Negotiating a New Safe Harbor Agreement

The U.S. technology sector received a surprise jolt in October when the European Court of Justice struck down the Safe Harbor Framework, setting off a scramble to accommodate this sudden shift in privacy regulations. The framework was established in 2000 to provide guidance on how companies could transfer customer information between the EU and the U.S., while maintaining the customer’s right to privacy. The idea was that U.S. businesses were Safe Harbor compliant as long as they kept data belonging to EU citizens as secure as it would be in Europe, enabling them to store that data outside of the EU.

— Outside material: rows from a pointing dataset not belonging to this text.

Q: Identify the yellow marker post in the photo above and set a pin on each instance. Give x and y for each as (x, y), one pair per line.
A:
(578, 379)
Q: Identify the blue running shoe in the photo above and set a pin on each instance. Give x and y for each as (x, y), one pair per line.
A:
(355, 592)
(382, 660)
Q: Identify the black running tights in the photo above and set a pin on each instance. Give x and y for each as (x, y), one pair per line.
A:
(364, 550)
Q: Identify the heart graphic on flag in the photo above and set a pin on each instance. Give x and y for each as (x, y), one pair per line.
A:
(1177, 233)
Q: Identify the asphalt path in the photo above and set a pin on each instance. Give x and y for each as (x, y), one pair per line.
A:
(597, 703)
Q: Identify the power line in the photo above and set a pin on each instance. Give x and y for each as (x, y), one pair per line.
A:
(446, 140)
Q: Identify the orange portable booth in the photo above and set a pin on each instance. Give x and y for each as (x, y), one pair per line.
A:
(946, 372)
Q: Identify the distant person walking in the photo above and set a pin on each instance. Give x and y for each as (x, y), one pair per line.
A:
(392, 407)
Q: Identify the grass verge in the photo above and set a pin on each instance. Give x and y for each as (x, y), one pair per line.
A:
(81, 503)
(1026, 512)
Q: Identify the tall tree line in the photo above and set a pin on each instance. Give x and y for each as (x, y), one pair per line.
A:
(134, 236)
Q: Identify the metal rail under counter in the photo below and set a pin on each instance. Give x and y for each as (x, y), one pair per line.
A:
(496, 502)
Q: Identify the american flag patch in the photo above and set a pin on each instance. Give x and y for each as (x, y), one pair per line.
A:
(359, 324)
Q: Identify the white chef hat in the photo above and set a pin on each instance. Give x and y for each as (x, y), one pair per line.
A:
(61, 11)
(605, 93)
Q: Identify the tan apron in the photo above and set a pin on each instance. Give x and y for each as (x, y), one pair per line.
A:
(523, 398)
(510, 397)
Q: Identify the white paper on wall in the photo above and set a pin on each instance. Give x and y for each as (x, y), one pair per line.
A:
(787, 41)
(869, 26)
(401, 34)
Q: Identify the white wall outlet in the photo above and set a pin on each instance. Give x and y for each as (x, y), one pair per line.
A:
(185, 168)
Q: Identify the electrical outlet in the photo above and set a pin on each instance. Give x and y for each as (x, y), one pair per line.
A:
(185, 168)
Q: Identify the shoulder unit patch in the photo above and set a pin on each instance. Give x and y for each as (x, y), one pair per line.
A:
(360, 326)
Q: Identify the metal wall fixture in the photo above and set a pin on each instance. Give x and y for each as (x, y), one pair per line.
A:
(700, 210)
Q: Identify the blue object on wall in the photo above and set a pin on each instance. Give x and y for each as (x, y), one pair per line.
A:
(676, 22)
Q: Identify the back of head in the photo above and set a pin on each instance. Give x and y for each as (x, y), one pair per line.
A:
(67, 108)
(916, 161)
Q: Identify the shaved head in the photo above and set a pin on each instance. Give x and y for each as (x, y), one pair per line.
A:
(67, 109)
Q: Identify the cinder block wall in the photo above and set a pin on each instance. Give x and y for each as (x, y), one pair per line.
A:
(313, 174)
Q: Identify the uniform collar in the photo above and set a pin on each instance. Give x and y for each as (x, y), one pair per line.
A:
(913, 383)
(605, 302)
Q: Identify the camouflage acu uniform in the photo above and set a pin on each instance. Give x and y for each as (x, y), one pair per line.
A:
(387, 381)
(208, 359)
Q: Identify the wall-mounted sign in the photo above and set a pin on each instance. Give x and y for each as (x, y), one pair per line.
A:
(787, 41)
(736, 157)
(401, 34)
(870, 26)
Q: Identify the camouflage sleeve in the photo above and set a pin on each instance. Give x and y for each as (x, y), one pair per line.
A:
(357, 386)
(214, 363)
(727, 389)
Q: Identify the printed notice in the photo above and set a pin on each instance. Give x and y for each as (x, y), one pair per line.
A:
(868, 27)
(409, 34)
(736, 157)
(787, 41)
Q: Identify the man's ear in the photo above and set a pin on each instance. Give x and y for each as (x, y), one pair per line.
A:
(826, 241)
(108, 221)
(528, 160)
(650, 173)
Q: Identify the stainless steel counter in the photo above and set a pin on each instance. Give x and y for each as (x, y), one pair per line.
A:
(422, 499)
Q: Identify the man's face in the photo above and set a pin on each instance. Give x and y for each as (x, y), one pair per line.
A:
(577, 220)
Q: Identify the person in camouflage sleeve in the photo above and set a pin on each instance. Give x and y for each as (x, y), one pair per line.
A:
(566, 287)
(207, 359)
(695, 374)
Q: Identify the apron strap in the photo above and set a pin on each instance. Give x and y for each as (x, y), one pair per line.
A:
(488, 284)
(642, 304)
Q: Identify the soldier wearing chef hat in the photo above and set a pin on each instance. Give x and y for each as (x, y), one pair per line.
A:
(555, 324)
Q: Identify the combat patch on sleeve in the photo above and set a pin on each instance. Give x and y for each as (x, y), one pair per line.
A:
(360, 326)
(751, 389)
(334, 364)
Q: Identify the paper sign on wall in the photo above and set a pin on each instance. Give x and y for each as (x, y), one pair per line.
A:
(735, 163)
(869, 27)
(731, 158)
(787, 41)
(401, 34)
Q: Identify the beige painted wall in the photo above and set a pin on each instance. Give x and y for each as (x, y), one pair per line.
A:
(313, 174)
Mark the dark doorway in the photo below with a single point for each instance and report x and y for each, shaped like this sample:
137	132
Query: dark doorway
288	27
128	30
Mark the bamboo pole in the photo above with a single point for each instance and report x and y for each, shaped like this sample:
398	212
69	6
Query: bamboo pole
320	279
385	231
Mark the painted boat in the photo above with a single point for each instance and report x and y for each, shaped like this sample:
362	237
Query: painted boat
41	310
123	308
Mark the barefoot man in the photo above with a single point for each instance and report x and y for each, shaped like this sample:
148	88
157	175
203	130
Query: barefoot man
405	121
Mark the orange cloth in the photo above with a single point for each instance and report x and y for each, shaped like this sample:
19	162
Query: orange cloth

Ultimately, the person responsible for starting the chain of events that resulted in the end of Safe Harbor is Edward Snowden, the former National Security Agency (NSA) contractor who leaked classified documents exposing the NSA’s mass surveillance activities.  The EU responded very negatively to the Snowden revelations in general, but the specifics of the NSA’s PRISM program in particular form the core of the legal argument against Safe Harbor. The European Court of Justice decided that the NSA’s ability to access customer data en masse and at will from Internet companies meant that European citizen’s data was not adequately protected in the United States. Privacy is held as a fundamental right under Article 8 of the European Convention for the Protection of Human Rights. As a result of the European court ruling, transfers of customer data between the EU and the U.S. will need to stop, but private companies have been given several months to find alternate arrangements before any punitive measures go into effect.